Mr Clegg has made the illiberal demand that the ratio of staff to children should be kept at 1:4 rather than allowing parents the choice of sending children to establishments with a ratio of 1:6. That's fine for the rich but keeps the poor trapped on welfare.

Still Mr Clegg is able to branish his "progressive" credentials.

At least there is still improvement being made with the surviving Government proposals.

They make clear that local authorities are currently part of the problem duplicating regulatory burdens and generally meddling even when childcare providers have already achoieved a good Ofsted rating:

The local authority role is unclear, and can hinder providers

Local authorities are responsible for allocating Department for Education funding for early education places for three and four year olds, and for early learning for two year olds. Under the current system, local authorities are encouraged to set local eligibility criteria for early years providers to deliver funded places.

In order to make funding decisions, local authorities often undertake assessments of the quality of provision in their area.

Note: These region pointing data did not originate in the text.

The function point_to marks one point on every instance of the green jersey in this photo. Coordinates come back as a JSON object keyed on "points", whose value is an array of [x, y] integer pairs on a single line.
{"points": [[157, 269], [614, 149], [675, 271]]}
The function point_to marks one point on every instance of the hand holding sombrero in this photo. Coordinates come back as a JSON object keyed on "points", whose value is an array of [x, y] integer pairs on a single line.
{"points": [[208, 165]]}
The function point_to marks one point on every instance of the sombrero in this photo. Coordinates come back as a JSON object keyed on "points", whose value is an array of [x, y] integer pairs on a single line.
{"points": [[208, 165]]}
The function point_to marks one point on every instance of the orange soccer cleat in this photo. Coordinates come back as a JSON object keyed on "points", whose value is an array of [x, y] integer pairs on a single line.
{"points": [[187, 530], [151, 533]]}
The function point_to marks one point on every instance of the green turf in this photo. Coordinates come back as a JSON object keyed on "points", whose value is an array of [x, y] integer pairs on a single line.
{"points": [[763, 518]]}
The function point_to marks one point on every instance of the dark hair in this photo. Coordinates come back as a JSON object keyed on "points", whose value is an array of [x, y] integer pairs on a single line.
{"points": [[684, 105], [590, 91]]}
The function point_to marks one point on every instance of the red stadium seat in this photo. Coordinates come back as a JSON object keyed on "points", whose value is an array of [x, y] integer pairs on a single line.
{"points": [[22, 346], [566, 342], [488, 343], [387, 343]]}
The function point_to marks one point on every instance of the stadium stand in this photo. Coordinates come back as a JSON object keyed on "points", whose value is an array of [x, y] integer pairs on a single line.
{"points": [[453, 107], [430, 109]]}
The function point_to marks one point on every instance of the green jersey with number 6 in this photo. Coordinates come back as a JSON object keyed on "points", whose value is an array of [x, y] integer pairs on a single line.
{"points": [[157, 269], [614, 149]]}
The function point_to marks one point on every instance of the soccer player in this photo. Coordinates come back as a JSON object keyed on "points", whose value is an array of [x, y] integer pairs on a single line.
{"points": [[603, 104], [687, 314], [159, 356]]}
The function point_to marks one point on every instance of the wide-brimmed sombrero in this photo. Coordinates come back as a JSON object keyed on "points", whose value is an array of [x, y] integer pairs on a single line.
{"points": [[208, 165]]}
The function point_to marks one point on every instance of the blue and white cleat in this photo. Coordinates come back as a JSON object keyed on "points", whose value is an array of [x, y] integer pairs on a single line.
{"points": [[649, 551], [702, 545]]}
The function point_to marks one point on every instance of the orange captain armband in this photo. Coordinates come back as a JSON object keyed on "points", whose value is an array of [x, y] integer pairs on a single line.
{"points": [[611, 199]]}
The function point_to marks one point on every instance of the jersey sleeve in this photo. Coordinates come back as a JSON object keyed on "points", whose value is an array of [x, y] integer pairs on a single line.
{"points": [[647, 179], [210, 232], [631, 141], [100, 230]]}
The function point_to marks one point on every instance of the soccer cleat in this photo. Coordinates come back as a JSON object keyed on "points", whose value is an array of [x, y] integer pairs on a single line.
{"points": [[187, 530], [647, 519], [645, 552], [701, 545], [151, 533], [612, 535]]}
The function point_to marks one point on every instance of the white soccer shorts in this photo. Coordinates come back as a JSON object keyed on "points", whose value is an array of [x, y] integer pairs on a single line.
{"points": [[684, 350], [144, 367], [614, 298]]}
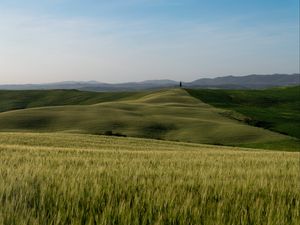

Given financial constraints, it is not a good use of taxpayers’ money for local authorities to duplicate the role of Ofsted.

Overlapping quality regimes mean that high quality early years providers often have to satisfy numerous and inconsistent criteria to receive government funding. This can be confusing and bureaucratic, particularly for providers who are part of chains operating across local authority boundaries, as well as potentially putting new childcare providers off from entering the market.

Many high quality early years providers are required to take part in quality improvement or training in order to qualify to deliver funded places. Some providers tell us that they can get bespoke support and training that better meets their needs from other sources, such as through their nursery chain’s in house quality assurance team or from their membership association. The current system sometimes does not give high quality providers the freedom to opt out of local authority training, and forces local authorities to provide training, information and guidance to all providers, even those who don’t need it or can access it elsewhere.

Provision in disadvantaged areas is often of lower quality, and yet evidence shows that children from lower income families benefit most from high quality early education. Poorer quality provision, especially in these areas, needs to be incentivised to improve and local authorities need to have the flexibility to be able to focus resources on supporting them to do so.

There are particular challenges for childminders. In some cases ‘good’ and ‘outstanding’ childminders have been prevented from delivering early education places. This has resulted in relatively few childminders offering funded places – less than one per cent of funded early education places are currently delivered by childminders – and diminished parental choice.

The Government are acting to deal with this:

We also intend to change the law to prevent local authorities from making additional quality based requirements on good or outstanding private, voluntary and independent sector providers. We also intend to amend the law so that local authorities will be required to offer to fund a place at a new early education provider, registered with Ofsted, prior to their first Ofsted inspection, if an eligible child wants to take up a place there.

They add that "high quality providers who may have their own quality improvement and support systems, such as nursery chains or childminder agencies, will not be required to access this support. Local authorities will, however, still have a power to provide information, advice and training for high quality providers if they wish to."

These changes sound welcome. But in the interim what are councils doing to avoid wasting money on harmful meddling?